Ma ancora, già in precedenza, sull’argomento si era pronunciato in maniera inequivocabile il T.A.R. Palermo affermando per la prima volta che, anche in ipotesi di trasferimenti ad anni successivi al primo, qualora fossero residuati posti vacanti destinati a cittadini non comunitari all’esito dell’originario bando di concorso, questi devono essere assegnati per soddisfare le esigenze di altri studenti che ne abbiano diritto. Tale pronuncia è l’ennesima conferma di come sia inspiegabile e contraria ai principi costituzionali sul diritto allo studio, la scelta degli Atenei di non assegnare i posti vacanti degli extracomunitari.

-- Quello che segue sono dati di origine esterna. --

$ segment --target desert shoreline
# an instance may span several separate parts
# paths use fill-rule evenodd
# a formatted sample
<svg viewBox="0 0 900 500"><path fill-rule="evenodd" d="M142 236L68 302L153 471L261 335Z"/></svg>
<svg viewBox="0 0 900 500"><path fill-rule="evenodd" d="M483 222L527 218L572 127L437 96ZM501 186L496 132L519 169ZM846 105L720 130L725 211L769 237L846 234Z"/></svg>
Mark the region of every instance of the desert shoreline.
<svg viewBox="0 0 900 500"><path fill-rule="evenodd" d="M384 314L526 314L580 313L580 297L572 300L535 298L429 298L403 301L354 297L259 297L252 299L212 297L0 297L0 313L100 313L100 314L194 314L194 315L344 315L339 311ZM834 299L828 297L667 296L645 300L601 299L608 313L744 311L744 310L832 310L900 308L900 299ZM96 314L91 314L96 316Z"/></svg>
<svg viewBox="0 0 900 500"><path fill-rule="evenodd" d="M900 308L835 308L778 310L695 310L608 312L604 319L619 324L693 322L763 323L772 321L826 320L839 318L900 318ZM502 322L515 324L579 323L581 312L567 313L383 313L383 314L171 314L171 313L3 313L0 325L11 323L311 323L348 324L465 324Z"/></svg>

Anche il T.A.R. Lazio ha chiarito che “se è vero che la selezione imposta “ex lege” (…), tale valutazione di meritevolezza, in presenza di posti disponibili e quindi nel rispetto della programmazione, può anche essere verificata in virtù di specifici titoli detenuti da un aspirante e non solo ed esclusivamente attraverso test di ingresso idoneo a valutare capacità di base che l’interessato, nel caso di specifico, ha già dimostrato di possedere nel settore specifico”.
Al fine di dirimere la questione de qua si è pronunciata recentemente l’Adunanza Plenaria del Consiglio di Stato n. 1/2015 disponendo che se i contenuti della prova di ammissione di cui all’art. 4 della legge 2 agosto 1999, n. 264 devono far riferimento ai “programmi della scuola secondaria superiore”, la prova non può che essere rivolta ai neo diplomati, ovvero a coloro i quali intendono iscriversi per la prima volta al corso di laurea, sulla base, quindi, del titolo di studio e delle conoscenze acquisite. Difatti, anche il D.M. 28 giugno 2017, n. 477 a ribadire, nell’allegato “A”, che “le conoscenze e le abilità richieste fanno comunque riferimento alla preparazione promossa dalle istituzioni scolastiche che organizzano attività educative e didattiche coerenti con i Programmi Ministeriali, soprattutto in vista degli Esami di Stato”, conferma che “il riferimento della norma ad un accertamento da eseguirsi al momento del passaggio dello studente dalla scuola superiore all’università e dunque la dichiarata funzione alla quale la prova risponde: verificare la sussistenza – nello studente che aspira ad essere ammesso al sistema universitario – di requisiti di cultura pre-universitaria”.
L’orientamento che si sta delineando su questa annosa questione è, quindi, sempre più favorevole a tali studenti che si auspica possano perseguire la loro aspirazione senza dover essere ostacolati dall’agognato test di ingresso.